Я взглянул на свои колени, ничего не понимая. Это что еще за мусор? Билеты в кино, четвертаки, пара пуговиц от моей старой рубашки. Коробочка от кольца, почтовые открытки, маленький плюшевый щенок, когда-то наполненный гелием воздушный шар с надписью «С днем рождения». Поздравительные открытки, наши фотографии, где мы месте, свернутые листочки бумаги, тонны разных мелочей. Я взял одну из бумажек и, развернув, обнаружил, что это была записка, которую я отправил ей, когда был маленьким. Я звал ее в гости, чтобы поиграть. Также здесь были записки, которые я писал ей в последние дни, где говорил, как сильно ее люблю.

Я посмотрел на нее, ничего не понимая.
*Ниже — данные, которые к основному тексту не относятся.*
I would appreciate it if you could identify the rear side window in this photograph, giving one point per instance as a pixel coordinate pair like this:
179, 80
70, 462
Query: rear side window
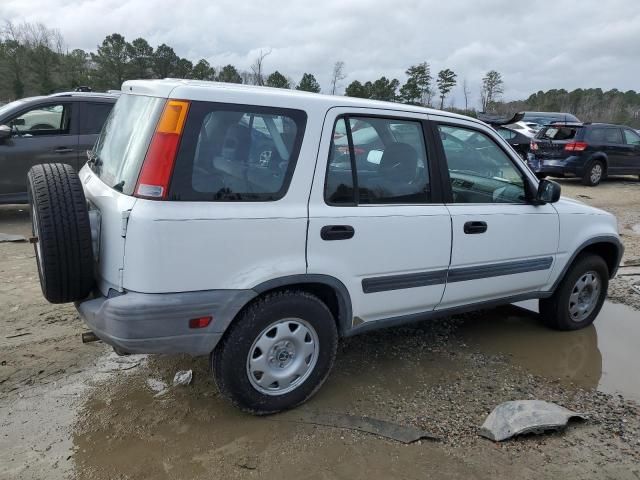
93, 117
123, 142
377, 161
605, 135
558, 133
237, 153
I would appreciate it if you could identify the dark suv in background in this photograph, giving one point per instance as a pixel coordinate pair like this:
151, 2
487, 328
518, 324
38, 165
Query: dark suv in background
58, 128
590, 151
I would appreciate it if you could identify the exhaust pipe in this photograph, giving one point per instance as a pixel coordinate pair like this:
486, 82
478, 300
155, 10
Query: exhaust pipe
88, 337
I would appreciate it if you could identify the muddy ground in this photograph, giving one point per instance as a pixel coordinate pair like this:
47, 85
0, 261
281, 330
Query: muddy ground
69, 410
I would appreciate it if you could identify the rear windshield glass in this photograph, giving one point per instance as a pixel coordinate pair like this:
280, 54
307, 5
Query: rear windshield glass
237, 153
123, 142
558, 133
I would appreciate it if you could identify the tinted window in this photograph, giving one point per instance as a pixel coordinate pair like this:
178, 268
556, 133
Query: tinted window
605, 135
123, 142
44, 120
237, 153
388, 157
479, 170
93, 118
558, 133
631, 137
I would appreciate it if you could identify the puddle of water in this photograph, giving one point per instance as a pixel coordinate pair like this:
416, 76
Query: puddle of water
599, 356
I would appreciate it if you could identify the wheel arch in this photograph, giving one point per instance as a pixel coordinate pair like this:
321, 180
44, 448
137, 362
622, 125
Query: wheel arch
608, 247
327, 288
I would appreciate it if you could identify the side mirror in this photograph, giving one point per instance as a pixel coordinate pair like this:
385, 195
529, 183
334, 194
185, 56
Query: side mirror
548, 192
5, 132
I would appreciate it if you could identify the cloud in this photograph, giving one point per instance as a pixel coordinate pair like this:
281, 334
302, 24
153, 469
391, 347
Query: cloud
535, 45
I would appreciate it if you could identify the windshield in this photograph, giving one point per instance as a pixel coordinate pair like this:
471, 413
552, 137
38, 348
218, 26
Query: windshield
558, 133
123, 142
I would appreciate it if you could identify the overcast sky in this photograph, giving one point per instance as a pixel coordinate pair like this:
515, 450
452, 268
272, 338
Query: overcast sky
535, 44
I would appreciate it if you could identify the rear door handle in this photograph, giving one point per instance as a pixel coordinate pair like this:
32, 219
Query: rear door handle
63, 150
337, 232
471, 228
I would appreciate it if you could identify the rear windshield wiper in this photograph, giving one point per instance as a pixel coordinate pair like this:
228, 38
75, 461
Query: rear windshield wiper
93, 158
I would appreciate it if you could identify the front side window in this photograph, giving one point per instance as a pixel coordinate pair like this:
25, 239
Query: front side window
43, 120
631, 137
479, 170
377, 161
237, 153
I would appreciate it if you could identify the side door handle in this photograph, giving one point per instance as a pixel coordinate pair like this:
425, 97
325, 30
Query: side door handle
63, 150
471, 228
337, 232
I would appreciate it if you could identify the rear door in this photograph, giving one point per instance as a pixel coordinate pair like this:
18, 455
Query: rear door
377, 221
632, 151
43, 134
503, 246
616, 150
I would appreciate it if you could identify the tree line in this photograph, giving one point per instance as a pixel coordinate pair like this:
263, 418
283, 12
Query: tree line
34, 61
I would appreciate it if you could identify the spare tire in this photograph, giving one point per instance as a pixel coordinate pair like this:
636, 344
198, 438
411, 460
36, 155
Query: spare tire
60, 222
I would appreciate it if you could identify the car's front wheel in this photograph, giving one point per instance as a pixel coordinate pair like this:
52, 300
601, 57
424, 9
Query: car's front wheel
277, 354
594, 174
579, 297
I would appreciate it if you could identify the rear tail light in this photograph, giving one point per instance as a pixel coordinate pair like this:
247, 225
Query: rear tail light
575, 146
153, 182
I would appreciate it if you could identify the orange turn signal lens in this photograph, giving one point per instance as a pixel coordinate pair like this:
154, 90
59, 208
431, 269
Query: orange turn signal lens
173, 117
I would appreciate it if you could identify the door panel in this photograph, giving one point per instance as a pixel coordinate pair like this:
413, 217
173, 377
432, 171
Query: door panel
396, 259
502, 246
40, 140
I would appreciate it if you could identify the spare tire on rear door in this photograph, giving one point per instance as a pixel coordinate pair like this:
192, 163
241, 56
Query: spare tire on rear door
60, 221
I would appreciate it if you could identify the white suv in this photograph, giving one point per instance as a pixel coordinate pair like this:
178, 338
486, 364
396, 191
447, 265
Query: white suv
258, 225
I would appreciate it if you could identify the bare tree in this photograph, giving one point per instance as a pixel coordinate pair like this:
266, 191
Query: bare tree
466, 92
337, 75
257, 67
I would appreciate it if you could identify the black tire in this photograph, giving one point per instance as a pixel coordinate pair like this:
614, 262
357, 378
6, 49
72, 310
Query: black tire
590, 177
554, 310
60, 221
230, 359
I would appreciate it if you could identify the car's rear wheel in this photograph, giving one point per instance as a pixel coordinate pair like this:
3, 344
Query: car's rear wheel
579, 297
60, 223
594, 174
277, 354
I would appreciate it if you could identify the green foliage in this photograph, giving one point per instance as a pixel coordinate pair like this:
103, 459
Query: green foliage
203, 71
417, 89
356, 89
277, 80
229, 74
165, 61
492, 88
112, 61
446, 81
140, 58
309, 84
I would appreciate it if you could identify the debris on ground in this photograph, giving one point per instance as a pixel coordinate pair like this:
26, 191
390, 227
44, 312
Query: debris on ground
394, 431
183, 377
8, 237
525, 416
157, 386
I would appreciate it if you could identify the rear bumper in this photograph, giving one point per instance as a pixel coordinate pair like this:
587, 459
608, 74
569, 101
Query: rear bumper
563, 167
159, 323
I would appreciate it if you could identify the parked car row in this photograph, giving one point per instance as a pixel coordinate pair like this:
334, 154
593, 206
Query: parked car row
57, 128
Зачем она хранила все эти вещи? Это же мусор, который надо было выкинуть еще сто лет назад.

– Это еще что такое? – спросил я, мой голос немного дрожал, потому что я пытался не заплакать. Я отказывался плакать перед ней, она не видела моих слез с тех пор, как мне было девять. И я не позволю ей увидеть их сейчас.

– Это, Клэй Престон, все самое важное, что случалось со мной до этого момента. И каждая вещь здесь связана с тобой, и я храню их потому, что они очень много для меня значат. Вся моя жизнь в этой коробке, вплоть до этого момента, – ответила она, ее голос немного дрожал. – И это, – продолжила она, поднимая левую руку и указывая на свое обручальное кольцо, – это моя жизнь до самой смерти.

Боже мой, она меня убивает! Как она не может понять, что я поступаю так, как будет лучше для нее?

– Райли, я.... – начал я, но она меня перебила.

– Если ты посмотришь мне прямо в глаза и скажешь, что не любишь меня, тогда я выйду из этой двери и больше вернусь. Но ты должен сделать это убедительно, Клэй, потому что я всегда знаю, когда ты врешь, – в отчаянии выкрикнула она.